Steven Goodman: Statistical methods as social technologies versus analytic tools: Implications for metascience and research reform

Statistical methods can be viewed through different lenses; as technical tools to detect signals and quantify uncertainty, or as foundations for making epistemic claims. The use of similar technical tools in different sciences can obscure the profoundly different epistemic cultures across the sciences. Elements of these cultures include what constitutes sufficient grounds for making a claim, e.g. that an intervention “works”, and who is qualified to make that judgment.

If these differences are not acknowledged, which they rarely are, debates about how to improve the use of statistics in science often miss the mark, never reaching closure. This will be shown with recent empirical work on whet- her specialized statistical review is needed for research papers, efforts of a major science funder (PCORI) to improve statistical practice in its funded research, and controversy about the use of statistical significance in published research. I will discuss what this means for metascience and for improving statistical practice.
  

Steven Goodman

Professor of Medicine and Health Research and Policy, Stanford University

Steve Goodman, MD, MHS, PhD is Associate Dean of Clinical and Translational Research and Professor of Medicine and Epidemiology in the Stanford School of Medicine. He is chief of the Division of Epidemiology and directs a newly established office in the School of Medicine to improve “researcher readiness” and the reproducibility of laboratory and clinical research. He is co-founder and co-director of the Meta-research Innovation Center at Stanford (METRICS), a group dedicated to examining and improving the reproducibility, integrity and efficiency of biomedical research. His research is in the methods and philosophical foundations of statistical inference, particularly the proper measurement, conceptualization and synthesis of research evidence, with an emphasis on Bayesian approaches. He also has worked on the connections between ethics and scientific methods, particularly in interventional research.

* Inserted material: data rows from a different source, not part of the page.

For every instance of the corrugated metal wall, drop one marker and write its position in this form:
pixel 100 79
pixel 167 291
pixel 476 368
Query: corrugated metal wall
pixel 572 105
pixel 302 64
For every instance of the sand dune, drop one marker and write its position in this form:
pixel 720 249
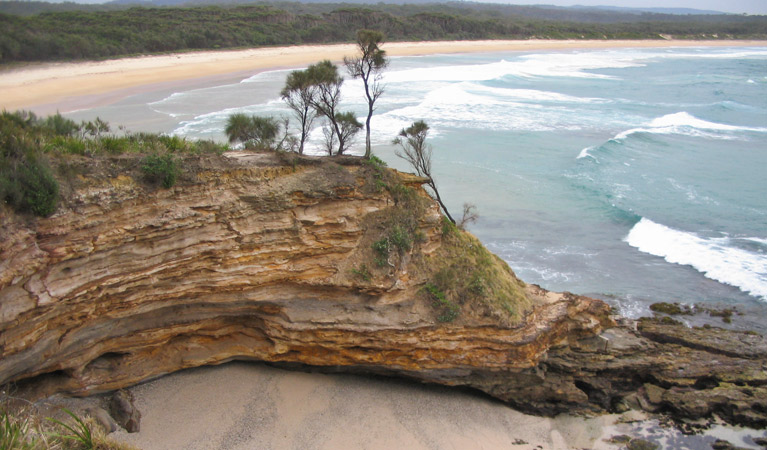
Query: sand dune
pixel 67 86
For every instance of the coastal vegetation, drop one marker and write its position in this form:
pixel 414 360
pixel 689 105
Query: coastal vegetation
pixel 22 430
pixel 32 32
pixel 34 150
pixel 415 150
pixel 368 66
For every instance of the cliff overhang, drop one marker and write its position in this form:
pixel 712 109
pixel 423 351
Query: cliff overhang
pixel 331 263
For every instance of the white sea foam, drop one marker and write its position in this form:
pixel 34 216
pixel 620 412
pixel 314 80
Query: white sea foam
pixel 575 65
pixel 713 257
pixel 684 119
pixel 585 153
pixel 682 123
pixel 762 241
pixel 532 95
pixel 455 106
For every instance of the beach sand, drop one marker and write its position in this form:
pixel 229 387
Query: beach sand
pixel 248 405
pixel 50 87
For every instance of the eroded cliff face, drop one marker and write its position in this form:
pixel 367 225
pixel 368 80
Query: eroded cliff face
pixel 319 263
pixel 252 258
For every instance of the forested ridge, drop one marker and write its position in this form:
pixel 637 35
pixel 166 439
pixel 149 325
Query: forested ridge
pixel 36 33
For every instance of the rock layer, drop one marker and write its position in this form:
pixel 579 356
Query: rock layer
pixel 255 258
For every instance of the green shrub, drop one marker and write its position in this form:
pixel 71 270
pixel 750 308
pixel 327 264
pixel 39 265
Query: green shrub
pixel 161 169
pixel 29 186
pixel 79 432
pixel 114 145
pixel 173 143
pixel 61 126
pixel 381 251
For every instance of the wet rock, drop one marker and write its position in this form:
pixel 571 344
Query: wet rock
pixel 124 411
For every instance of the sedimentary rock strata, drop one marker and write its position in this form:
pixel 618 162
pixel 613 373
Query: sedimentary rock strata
pixel 322 264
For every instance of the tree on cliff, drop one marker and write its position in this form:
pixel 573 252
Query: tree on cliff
pixel 418 153
pixel 326 84
pixel 297 94
pixel 368 66
pixel 256 131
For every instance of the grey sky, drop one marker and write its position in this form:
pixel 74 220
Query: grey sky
pixel 731 6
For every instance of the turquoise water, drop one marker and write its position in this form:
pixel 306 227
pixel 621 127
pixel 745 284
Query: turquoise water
pixel 634 175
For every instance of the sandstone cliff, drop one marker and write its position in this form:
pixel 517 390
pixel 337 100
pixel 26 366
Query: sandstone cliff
pixel 325 263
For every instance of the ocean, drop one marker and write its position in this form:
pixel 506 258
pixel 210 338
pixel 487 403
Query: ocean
pixel 631 175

Finally, he has a strong interest in developing curricula and new models for teaching the foundations of good scientific practice.Among his current national positions and recognitions included chairing the Methodology Committee of PCORI (Patient Centered Outcomes Research Institute), being awarded the 2016 Spinoza Chair in Medicine from the University of Amsterdam for his work in scientific and statistical inference, serving as scientific advisor to the national Blue Cross-Blue Shield technology assessment program and being senior statistical editor at the Annals of Internal Medicine, since 1987. Before coming to Stanford in 2011, he was at the Johns Hopkins Schools of Medicine and Public Health, where he directed their cancer center’s Division of Biostatistics and Bioinformatics and the Dept. of Epidemiology’s doctoral program.